Shuswap Lake
Feature Type:Lake - Inland body of standing water.
Status: Official
Name Authority: BC Geographical Names Office
Relative Location: Source of the South Thompson River, between Revelstoke and Kamloops, Kamloops Division Yale Land District
Latitude-Longitude: 50°56'59"N, 119°10'09"W at the approximate centre of this feature.
Datum: WGS84
NTS Map: 82L/14
Related Maps:
Origin Notes and History:

Shuswap Lake adopted in the 4th Report of the Geographic Board of Canada, 30 June 1902, as spelled on Arrowsmith's 1859 map. See also Shuswap River.

Source: BC place name cards, or correspondence to/from BC's Chief Geographer or BC Geographical Names Office

Spelled "Schewhap Lake" on Arrowsmith's 1832 map; spelled "Shoushwap Lake" on Arrowsmith's 1837 map.

Source: BC place name cards, or correspondence to/from BC's Chief Geographer or BC Geographical Names Office

Length of shoreline = 199 miles; approximate area = 123 square miles. The ancient name [not recorded here] is said to mean 'spider' or 'insect' because the lake's arms resemble a splayed insect.

Source: BC place name cards, files, correspondence and/or research by BC Chief Geographer/Geographical Names Office.

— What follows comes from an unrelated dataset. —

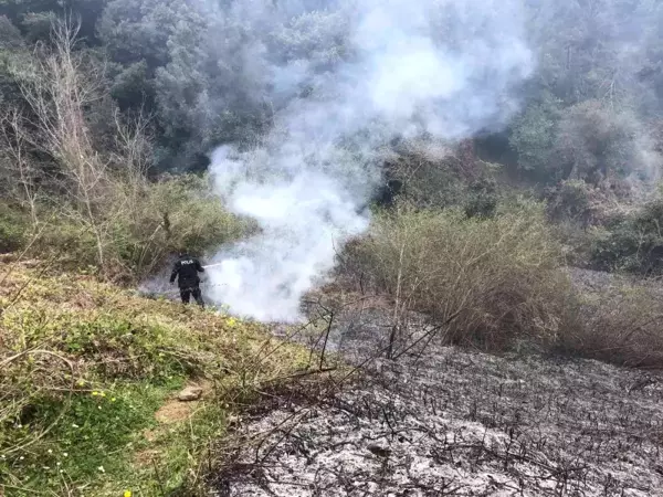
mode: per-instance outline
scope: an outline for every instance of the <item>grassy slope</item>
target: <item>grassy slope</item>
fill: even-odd
[[[307,367],[260,325],[41,273],[0,264],[0,495],[193,495],[230,414]]]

Shuswap: various features between Kamloops and Revelstoke. "Name of the Interior Salish tribe which controlled the Fraser River Valley from Lillooet to Alexandria and the territory eastward to the Rodky mountains; said to mean 'mankind'." (citing J.J.Morse, Kamloops: A Condensed History; Kamloops Museum Association.) "The first whites who reached the country from the south named the tribe Shuswap, Shuswap or Shouswhap. This term is a corruption of Suxwa´pmux or Sexwa´pmux, the name they apply to themselves, and by which they are known to all the neighbouring tribes of the interior Salish stock, to which they belong. It is said that some of the Cree also call them by this name. The Kootenai call them TlitqatEwu´mtLat, meaning 'no shirts' according to some, because the Shuswap bands who are neighbours of the Kootenai often wore robes without any shirts underneath. By the Carrier they are called OEtna and by the Chilcotin, 'OEnai, which in each case means 'foreigner'." (citing James Teit, Jesup North Pacific Expedition 1897-1902, vol 2, Pt VII, pp 449-50; published by Leiden, New York, 1908.) [see also: George M. Dawson, Notes on the Shuswap People...., published in Transactions of the Royal Society of Canada, vol IX, 1891, and in Geological Survey of Canada Annual Report Vol VII, 1894, p.404B.]

Source: Provincial Archives' Place Names File (the "Harvey File") compiled 1945-1950 by A.G. Harvey from various sources, with subsequent additions

Named after the Shuswap people, an Interior Salish band who ranged from west of the Fraser River east to the Columbia River, and from north of McBride to south of Kamloops. Shuswap may be derived from sixwt, meaning 'downriver'.

Source: Akrigg, Helen B. and Akrigg, G.P.V; British Columbia Place Names; Sono Nis Press, Victoria 1986 /or University of British Columbia Press 1997

From Suxwa'pmux, the name of the Interior Salish band which inhabit the area. Their name was spelt in a variety of ways by the early fur-traders: "She Whaps," "Shewhoppes," "Shoo-Schwawps" [note: the preferred modern spelling is Secwepemc, pronounced seWEP-mek]. Shuswap Lake was formerly known as "Great Shuswap Lake" in contradistinction to Little Shuswap Lake to the west of it. Unfortunately we have no indication of the origin of the name Shuswap.